In the first half, author and researcher Roy Horne joined Richard Syrett to talk about his study of the Mandela Effect, an unexplained phenomenon that you may have experienced: those curious instances in which you are sure you remember something in a particular way, but it turns out to be different. The instance in which the effect is named after concerns a shared memory that Nelson Mandela died in prison rather than being released and eventually becoming South Africa's president.
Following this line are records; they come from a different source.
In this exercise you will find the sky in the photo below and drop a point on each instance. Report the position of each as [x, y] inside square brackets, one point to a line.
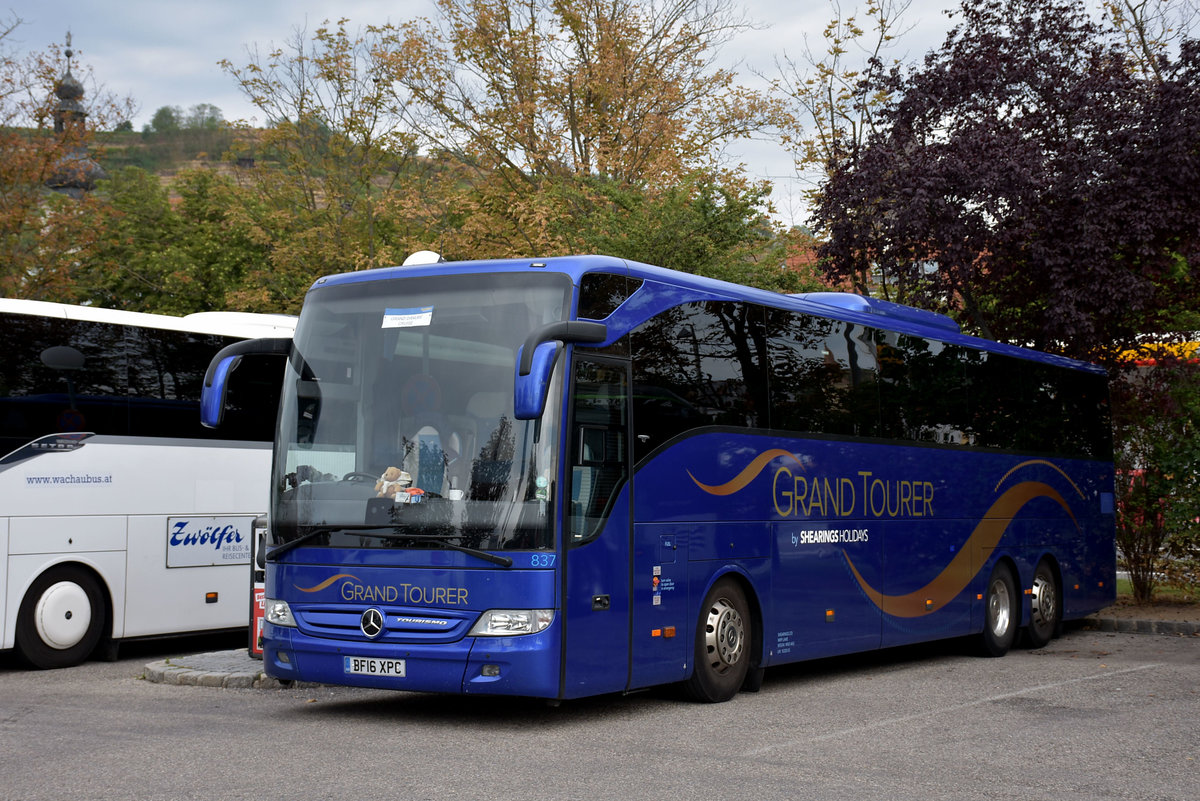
[166, 52]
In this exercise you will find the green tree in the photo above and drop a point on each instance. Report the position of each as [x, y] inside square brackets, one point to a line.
[334, 152]
[1156, 419]
[174, 258]
[529, 97]
[168, 119]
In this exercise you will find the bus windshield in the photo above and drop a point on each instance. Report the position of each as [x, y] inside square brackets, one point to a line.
[396, 415]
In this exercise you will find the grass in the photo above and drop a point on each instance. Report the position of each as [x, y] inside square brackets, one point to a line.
[1163, 594]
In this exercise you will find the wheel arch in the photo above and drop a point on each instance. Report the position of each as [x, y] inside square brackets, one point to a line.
[736, 573]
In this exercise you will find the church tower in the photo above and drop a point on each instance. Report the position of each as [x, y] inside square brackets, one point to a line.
[76, 173]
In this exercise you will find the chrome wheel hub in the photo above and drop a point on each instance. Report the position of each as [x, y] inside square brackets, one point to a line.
[724, 636]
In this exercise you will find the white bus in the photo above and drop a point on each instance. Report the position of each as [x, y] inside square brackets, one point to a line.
[120, 516]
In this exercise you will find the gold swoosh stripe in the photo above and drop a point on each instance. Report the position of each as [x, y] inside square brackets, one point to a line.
[325, 583]
[958, 573]
[1045, 464]
[748, 474]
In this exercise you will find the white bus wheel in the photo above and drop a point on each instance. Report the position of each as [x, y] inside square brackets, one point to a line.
[61, 619]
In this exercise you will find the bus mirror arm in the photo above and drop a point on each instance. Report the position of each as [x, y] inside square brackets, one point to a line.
[537, 362]
[246, 347]
[216, 377]
[563, 331]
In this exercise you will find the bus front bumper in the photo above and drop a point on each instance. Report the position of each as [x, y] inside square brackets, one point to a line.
[502, 666]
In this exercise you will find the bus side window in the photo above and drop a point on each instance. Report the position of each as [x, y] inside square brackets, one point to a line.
[599, 463]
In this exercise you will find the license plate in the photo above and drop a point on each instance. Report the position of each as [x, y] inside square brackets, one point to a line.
[361, 666]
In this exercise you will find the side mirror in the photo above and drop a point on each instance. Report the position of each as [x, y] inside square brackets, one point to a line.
[216, 378]
[535, 360]
[529, 401]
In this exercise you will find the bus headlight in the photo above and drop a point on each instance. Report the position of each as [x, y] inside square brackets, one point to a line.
[509, 622]
[279, 613]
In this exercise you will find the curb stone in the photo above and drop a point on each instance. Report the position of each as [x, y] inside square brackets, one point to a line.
[225, 669]
[238, 670]
[1128, 625]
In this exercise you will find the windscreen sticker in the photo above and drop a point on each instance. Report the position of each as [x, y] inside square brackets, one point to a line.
[407, 318]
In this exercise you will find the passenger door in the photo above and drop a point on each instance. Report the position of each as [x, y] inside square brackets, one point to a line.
[597, 530]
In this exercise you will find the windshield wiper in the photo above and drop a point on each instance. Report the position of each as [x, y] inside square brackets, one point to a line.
[279, 550]
[387, 533]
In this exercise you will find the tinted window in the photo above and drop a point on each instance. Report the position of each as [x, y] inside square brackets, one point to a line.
[822, 377]
[69, 375]
[922, 392]
[699, 365]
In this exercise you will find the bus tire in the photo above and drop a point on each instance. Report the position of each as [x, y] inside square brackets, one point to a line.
[1001, 612]
[61, 618]
[723, 644]
[1045, 607]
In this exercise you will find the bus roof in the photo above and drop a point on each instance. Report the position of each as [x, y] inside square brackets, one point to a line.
[841, 306]
[228, 324]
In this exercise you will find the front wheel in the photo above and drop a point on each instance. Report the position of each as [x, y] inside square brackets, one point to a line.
[723, 644]
[1045, 607]
[61, 619]
[1002, 613]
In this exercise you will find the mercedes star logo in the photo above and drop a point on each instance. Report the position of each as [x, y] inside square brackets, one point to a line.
[371, 622]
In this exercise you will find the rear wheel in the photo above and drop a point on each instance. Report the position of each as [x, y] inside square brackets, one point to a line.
[61, 619]
[1045, 607]
[1001, 613]
[723, 644]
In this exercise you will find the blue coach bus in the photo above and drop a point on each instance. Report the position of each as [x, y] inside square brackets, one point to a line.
[586, 475]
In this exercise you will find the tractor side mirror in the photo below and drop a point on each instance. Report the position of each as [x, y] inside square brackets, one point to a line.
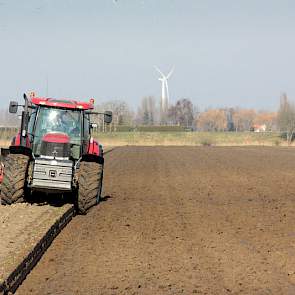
[108, 117]
[93, 125]
[13, 107]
Are we misremembering events or has something shifted on the timeline?
Horne cited other instances such as people recalling Oscar Mayer spelled as Oscar Meyer, including a distinct memory of their jingle spelling out M-E-Y-E-R. He also pointed out descriptions in the King James version of the Bible that have changed, including a passage about the lion and the lamb, that is now the wolf and the lamb.
In the latter half, Professor Jeremy Kagan discussed his career in film making, his thoughts on Roswell, and his new film "Shot" about gun violence, as well as his near-death experience (NDE) which happened to him in the 1990s. His current film stars Noah Wylie as a gunshot victim, and portrays what happens to him after being wounded. Kagan believes the US should have stronger background checks in gun sales and do more to staunch illegal sales. Serving as a director on the classic TV show, Columbo, he talked about what a delight it was to work with Peter Falk.
As the director of the 1994 Showtime film Roswell starring Kyle MacLachlan, he sought to look at the question of whether humans are alone in the universe, as well secrecy and power. Kagan said his NDE occurred after being inside a sweat lodge and his body started shutting down. At first he perceived himself as being in an absolute hell, but when he realized this was his own conception, the experience shifted into a more classic NDE with a tunnel, and a heavenly scenario. He concluded that both the hell and heaven experiences were illusions of his own creation.
During the beginning of each hour, three guests talked about the effects of Hurricane Irma. Podcaster/wrestler Chris Jericho reported from his home near Tampa, where he was experiencing less serious effects than predicted. At the start of the second hour, researcher Stan Deyo suggested that the very active hurricane season is related to the sun and its increased heat. Dr. Tim Ball commented on the media hype and politicization of weather events (hours 3 + 4).